Viale Pier Andrea Mattioli
Torino


Castle Photogallery

Venue


The Valentino Castle



 

A site for both teaching and research, this campus hosts the First and Second Schools of Architecture. The present Valentino palace of the Savoy dynasty derives from various projectural phases which began in the mid-1500s. After a complex series of changes of owners, it was given by Duke Carlo Emanuele I to his daughterin-law, young Cristina di Francia - who, in 1621, commissioned radical structural changes to the riverside residence, in conformity with the French "pavillonsystéme" (a project by Carlo di Castellamonte, from 1621 to1641).
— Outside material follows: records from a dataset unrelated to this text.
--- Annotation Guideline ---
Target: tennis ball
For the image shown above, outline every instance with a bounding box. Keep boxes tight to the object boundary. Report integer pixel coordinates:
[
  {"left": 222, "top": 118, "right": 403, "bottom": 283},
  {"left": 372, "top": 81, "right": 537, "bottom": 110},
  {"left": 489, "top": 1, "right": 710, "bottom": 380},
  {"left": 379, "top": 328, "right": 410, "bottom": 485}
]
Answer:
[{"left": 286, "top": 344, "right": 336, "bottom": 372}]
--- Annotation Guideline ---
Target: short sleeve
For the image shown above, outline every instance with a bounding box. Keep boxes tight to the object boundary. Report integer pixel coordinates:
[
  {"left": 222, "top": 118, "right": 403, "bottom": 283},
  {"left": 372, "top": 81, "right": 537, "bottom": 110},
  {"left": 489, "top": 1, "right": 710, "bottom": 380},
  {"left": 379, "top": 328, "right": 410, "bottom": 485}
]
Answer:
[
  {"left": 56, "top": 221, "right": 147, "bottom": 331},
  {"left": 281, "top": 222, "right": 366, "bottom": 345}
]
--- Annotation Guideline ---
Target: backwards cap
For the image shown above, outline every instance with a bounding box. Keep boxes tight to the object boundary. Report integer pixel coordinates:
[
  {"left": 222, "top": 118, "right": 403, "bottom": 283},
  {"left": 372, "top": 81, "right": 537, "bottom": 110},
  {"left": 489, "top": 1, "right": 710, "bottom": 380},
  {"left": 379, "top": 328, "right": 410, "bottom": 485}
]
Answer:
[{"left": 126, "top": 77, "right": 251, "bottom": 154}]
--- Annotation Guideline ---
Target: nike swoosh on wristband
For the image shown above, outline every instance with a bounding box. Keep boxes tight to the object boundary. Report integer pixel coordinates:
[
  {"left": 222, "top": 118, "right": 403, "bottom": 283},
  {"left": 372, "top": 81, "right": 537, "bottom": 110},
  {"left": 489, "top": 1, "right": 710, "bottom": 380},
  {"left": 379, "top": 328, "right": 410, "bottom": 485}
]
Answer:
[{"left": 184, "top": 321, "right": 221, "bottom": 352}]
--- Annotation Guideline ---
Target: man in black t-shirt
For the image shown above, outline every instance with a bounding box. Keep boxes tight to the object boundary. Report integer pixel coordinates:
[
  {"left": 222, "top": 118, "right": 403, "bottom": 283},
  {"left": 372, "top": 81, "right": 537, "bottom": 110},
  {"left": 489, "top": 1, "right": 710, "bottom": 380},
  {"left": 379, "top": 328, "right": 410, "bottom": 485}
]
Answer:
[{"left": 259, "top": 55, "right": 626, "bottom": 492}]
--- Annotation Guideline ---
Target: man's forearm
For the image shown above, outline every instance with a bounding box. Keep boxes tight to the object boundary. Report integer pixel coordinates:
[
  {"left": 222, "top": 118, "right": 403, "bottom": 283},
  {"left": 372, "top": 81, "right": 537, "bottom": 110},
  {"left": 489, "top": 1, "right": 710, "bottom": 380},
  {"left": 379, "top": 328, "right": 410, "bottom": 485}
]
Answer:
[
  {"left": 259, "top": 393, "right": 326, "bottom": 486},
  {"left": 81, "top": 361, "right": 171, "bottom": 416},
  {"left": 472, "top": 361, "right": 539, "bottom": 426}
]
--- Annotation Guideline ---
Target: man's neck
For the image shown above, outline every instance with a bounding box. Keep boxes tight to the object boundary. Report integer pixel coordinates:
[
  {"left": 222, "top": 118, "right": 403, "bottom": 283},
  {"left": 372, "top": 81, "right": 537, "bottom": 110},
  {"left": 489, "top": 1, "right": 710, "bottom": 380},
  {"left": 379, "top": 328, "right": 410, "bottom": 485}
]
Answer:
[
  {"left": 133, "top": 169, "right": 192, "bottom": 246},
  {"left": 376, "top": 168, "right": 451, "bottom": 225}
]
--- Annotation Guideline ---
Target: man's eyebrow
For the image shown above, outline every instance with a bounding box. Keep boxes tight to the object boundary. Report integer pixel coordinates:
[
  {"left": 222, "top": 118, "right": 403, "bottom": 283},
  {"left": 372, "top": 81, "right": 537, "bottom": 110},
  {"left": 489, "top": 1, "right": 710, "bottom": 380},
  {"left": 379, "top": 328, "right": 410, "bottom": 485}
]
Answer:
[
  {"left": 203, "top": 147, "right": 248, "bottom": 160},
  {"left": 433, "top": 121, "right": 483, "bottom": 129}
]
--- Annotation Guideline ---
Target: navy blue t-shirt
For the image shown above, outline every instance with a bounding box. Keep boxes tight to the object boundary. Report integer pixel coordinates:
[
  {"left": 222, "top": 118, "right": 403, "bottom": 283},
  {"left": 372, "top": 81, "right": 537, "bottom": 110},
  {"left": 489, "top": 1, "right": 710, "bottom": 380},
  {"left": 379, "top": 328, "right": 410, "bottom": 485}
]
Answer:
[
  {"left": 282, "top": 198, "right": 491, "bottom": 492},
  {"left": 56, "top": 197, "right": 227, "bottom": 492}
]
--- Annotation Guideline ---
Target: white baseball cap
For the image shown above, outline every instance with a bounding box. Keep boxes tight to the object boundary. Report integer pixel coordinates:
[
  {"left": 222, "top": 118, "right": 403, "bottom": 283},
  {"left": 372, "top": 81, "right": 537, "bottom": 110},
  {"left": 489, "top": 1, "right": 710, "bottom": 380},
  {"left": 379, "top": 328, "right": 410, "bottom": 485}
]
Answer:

This resulted in the definition of the towers on the river side, the wings, the roofs "in the French style".

 

The anterior towers and the original connecting wings are the work of Amadeo di Castellamonte (from 1641). The completion of the project is testified to in the two incisions of the Theatrum Sabaudiae in 1682.

 

In the 1700s, the palace had already lost its significance as a noble "country" residence. Reconstruction and amplification of the connecting wings was undertaken in order to host the Industrial Exposition of 1858; then in 1859 the building was ceded to the "Regia Scuola di Applicazione per gli Ingegneri" and is now property of the Politecnico.